Many such professionals will be listed in directories maintained by entities like the American Institute of Certified Public Accountants (AICPA) or the National Council of Nonprofits. They will have the appropriate qualifications, such as the Certified Nonprofit Accounting Professional (CNAP) or Certified Public Accountant (CPA) with nonprofit specialization. By showing your commitment to fiscal and legal responsibility, an audit strengthens donor confidence, helping you retain contributors and therefore increasing the chance that they will step up donations. Picture the IRS checking if you correctly report income from a major fundraising event, like an annual gala or charity auction. It assesses your tax-exempt status, unrelated business income, and proper handling of donations and expenses.
Advice for choosing an auditor
- This is particularly important if your organization has the technological means to run paperless nonprofit audits.
- The IRS may conduct either a field audit (on-site review) or a correspondence audit (conducted remotely), depending on the complexity of the issues under review.
- The audit committee may also serve as the “ombudsperson” for the nonprofit, and if so, would be specifically charged with the responsibility to address complaints about financial mismanagement.
- However, the other types are also useful tools for maintaining transparency and accountability.
This will involve creating controls or procedures to ensure that corrective action is taken should any issues arise during future audits. In addition, proper documentation should be maintained in case further evidence is needed by auditors at a later date. The ONCA changes how nonprofits need to report their finances to their members. Any member may request a copy of the financial statements, but you do not have to provide copies to everyone at your annual meeting.

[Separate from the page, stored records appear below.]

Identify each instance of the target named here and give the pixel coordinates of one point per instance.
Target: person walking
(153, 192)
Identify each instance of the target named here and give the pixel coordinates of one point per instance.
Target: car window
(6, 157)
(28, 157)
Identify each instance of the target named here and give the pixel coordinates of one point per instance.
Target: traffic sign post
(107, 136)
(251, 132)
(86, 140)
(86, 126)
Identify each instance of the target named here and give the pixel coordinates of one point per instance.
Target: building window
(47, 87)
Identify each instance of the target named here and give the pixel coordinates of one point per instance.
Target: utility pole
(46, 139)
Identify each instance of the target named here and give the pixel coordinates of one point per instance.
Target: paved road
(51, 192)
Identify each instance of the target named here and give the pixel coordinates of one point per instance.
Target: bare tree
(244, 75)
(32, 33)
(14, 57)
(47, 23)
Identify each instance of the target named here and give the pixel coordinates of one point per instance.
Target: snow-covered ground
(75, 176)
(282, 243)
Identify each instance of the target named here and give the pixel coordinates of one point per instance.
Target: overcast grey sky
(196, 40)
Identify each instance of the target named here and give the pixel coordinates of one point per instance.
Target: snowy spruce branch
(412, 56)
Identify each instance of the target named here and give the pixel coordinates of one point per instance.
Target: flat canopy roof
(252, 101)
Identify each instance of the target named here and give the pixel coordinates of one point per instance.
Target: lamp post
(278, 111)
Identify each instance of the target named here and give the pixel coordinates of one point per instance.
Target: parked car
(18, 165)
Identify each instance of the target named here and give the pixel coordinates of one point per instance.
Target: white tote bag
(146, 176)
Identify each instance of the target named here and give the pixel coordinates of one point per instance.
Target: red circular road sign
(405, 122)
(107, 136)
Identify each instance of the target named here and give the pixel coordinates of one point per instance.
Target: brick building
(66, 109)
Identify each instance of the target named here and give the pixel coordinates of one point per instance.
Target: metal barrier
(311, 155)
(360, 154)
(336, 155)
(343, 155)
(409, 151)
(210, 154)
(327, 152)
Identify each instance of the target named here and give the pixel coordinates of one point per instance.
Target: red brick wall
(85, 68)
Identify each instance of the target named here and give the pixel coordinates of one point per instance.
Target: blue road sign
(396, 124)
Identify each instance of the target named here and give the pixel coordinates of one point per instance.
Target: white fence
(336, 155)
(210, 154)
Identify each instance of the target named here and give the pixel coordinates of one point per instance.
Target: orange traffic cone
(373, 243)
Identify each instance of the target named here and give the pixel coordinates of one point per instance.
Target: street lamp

The 4 Benefits of Nonprofit Auditing
Then, use their insights to improve internal controls and enhance financial reporting. As a result, your organization will become more efficient and financially healthy, empowering you to invest more in your mission. If an audit is required by law, or if a third party has strict requirements that the nonprofit conduct an audit, a review or compilation will not satisfy that requirement. Nevertheless, nonprofits trying to manage costs should not be shy about asking whether the third party will accept a review in place of a full audit. The third party (usually a funder) may understand the goal of cost savings and accept a review instead.
Federal Law
Since you’ll have plenty of time to plan for most audits, you can take time to research and prepare. Once you’ve made these changes, you can send the audited information and modifications to the IRS to update your 990 forms. Nonprofit boards should create committees to focus on needs like governance, fundraising, and finance. Internally, it provides valuable oversight for your bookkeeper or accounting team.
- In the years when the nonprofit does not have an independent audit the nonprofit could elect to have its financial statements reviewed instead.

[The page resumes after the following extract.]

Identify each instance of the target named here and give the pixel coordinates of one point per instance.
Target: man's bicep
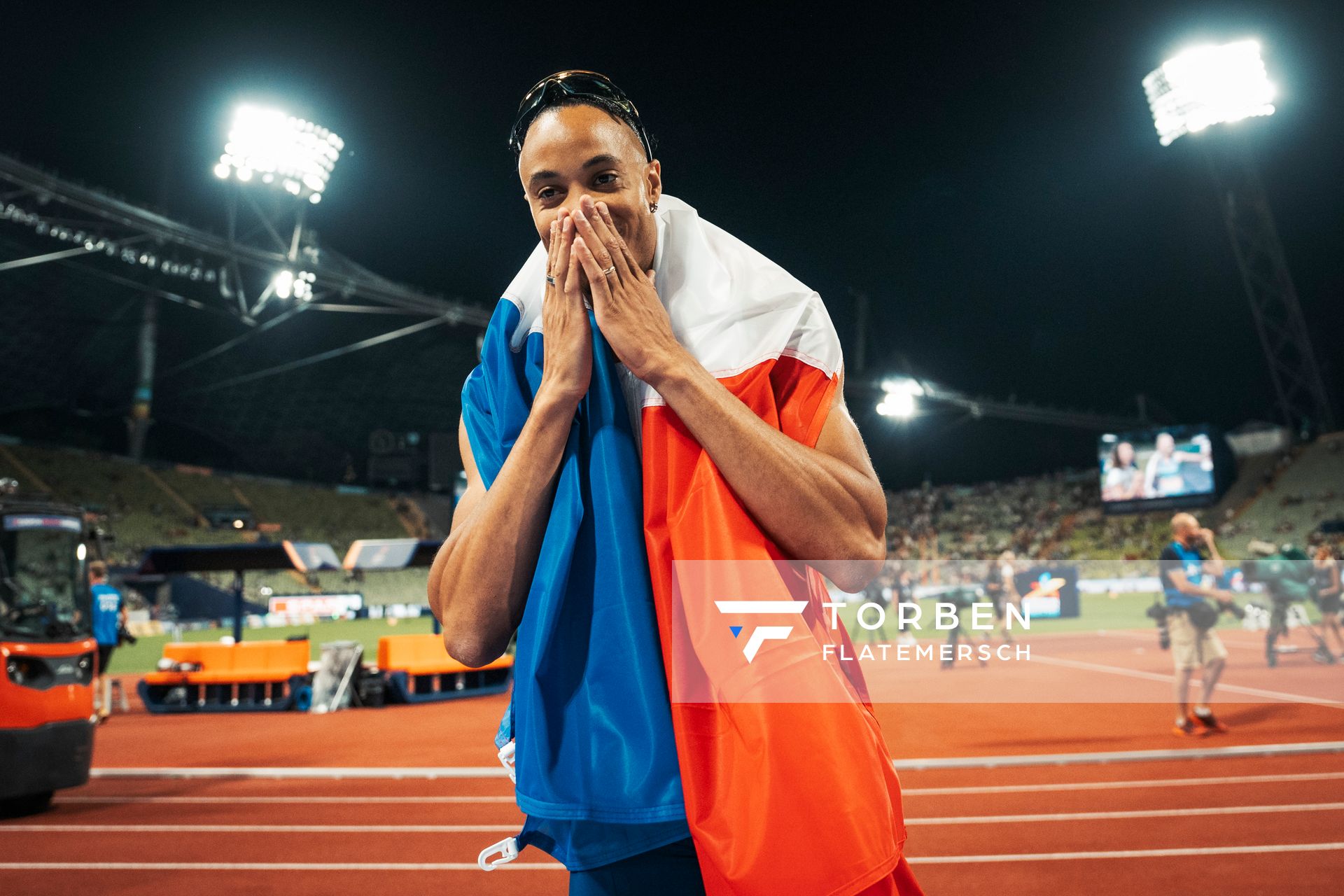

- The board of directors as a whole is responsible, unless it delegates this authority, such as to an audit committee.
- (For instance, in some states only board members may serve on standing committees of the board. In other states, standing committees may include non-board members.) Audit committees are typically made up of three to five members.
- This means that the auditor will examine the procedures and controls that the nonprofit has in place to prevent and detect errors and fraud.
- A financial compilation is the least time consuming and costly type of financial review.
Even better, with our nonprofit bookkeeping and accounting services, we’ll ensure your books are always audit-ready. Plus, give you timely financial reports and expert advice that help you carry out your mission. Despite the lower level of assurance, a financial review may be enough for some grantmakers to approve your organization. Even if a grant asks for audited financials, sometimes that isn’t a deal-breaker if you have a financial review and meet their other criteria. It offers limited assurance that no significant modifications need to be made.